O problema do fim da contribuição patronal é que ela existe para financiar um sistema. Quem va financiar no lugar da contribuição patronal? É isso que precisa ficar claro. Se introduzir a contribuição patronal no IVA (Imposto Sobre Valor Adicional) Nacional, é um custo muito alto, que vai para o consumidor. Não é justo o consumidor financiar um tema que é específico de um sistema de cada uma das pessoas. Então tem que tomar cuidado pra gente não dividir com a sociedade uma responsabilidade que é de um sistema daqueles que estão no sistema de Previdência do Brasil.

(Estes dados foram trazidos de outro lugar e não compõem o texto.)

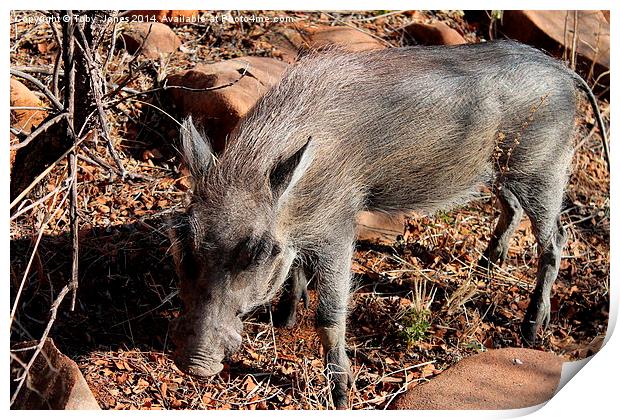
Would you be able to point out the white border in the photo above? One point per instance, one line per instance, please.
(591, 394)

Como está a expectativa em relação à votação da PEC da reforma da Previdência do segundo turno? O senhor acha que haverá alguma modificação a partir de substitutivo? E a expectativa do número de votos?
Estou otimista. Acho que temos muitas chances de aprovar o texto que votamos no primeiro turno. Espero que os votos também sejam parecidos. Acho que tem muitas chances.
Em relação à reforma administrativa, como o senhor acha que vai ser possível avançar com medidas impopulares para o alto escalão do funcionalismo?
Impopular porque você vai criar um novo formato, novas categorias, você vai tratar dos novos servidores. Acho que não vai ter problema com os anteriores. Você vai ter que criar um novo modelo de gestão pública, e isso depende do governo federal, que ele encaminhe essa proposta. É exclusivo deles tratar de encaminhar esse assunto.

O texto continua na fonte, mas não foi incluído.